3- Un amour impossible de Catherine Corsini (2018) 

«Un autre film pivot pour moi.  Au début, j’avais très peur du film, entre autres parce qu’il y avait un vieillissement du personnage, sur près de 30 ans. Mais le rôle était génial, plein d'ambiguïté, de manipulation, à la fois humain et monstrueux.

Ce fut aussi une rencontre très forte avec la réalisatrice Catherine Corsini. Et avec Virginie, évidemment….qui a bouleversé ma vie (ndlr : Virginie Efira est depuis sa compagne dans la vie).

4- Sibyl de Justine Triet (2019) 

«Justine a failli ne pas me prendre, car je venais de tourner avec Virginie six mois plus tôt.

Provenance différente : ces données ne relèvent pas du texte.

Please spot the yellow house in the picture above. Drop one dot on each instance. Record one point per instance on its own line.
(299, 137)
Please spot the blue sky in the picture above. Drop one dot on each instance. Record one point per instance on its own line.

Mais elle a finalement pensé que notre complicité servait le film. Nous avons d’ailleurs des scènes de sexe très intimes elle et moi et je ne suis pas certain que nous aurions accepté le film si ce n’était pas Justine.

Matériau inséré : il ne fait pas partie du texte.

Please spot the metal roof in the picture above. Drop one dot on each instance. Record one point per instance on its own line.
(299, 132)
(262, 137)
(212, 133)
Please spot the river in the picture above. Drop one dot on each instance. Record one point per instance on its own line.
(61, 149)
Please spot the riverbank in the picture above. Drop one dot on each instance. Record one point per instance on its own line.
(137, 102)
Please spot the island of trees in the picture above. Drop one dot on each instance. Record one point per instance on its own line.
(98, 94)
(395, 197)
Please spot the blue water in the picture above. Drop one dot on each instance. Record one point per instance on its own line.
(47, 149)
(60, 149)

Elle a écrit le scénario avec son compagnon Arthur Harari, avec qui j’avais tourné Diamant noir. J’adore l’univers de Justine : barré, intelligent, bordélique. drôle mais aussi tragique. Elle arrive toujours à tracer un chemin dans le chaos.» 

5- Sympathie pour le diable de Guillaume de Fontenay (2019) 

«C’est un rôle fabuleux qui m’a obsédé pendant des mois. Encore un autre film pivot pour moi. Le réalisateur, Guillaume de Fontenay, a porté ce projet pendant 14 ans. J’ai découvert un conflit que je connaissais très peu. Le personnage est tout ce que j’aime au cinéma : il est hyper complexe, plein de paradoxes, il ne cherche pas à séduire dès les premiers plans. 

Je me rends compte finalement que j’ai fait beaucoup de films contre Les Amours Imaginaires. Peut-être inconsciemment, j’ai voulu jouer des personnages qui ne cherchent pas à plaire. Ici, le personnage du correspond de guerre, Paul Marchand, est antipathique, c’est un donneur de leçon, une grande gueule. Ce n’est qu’au fil du film que l’on comprend que c’est un écorché vif, qu’il a une sensibilité à fleur de peau et qu’il cherche surtout à se protéger.»

Propos recueillis par Céline Gobert le 27 novembre 2019.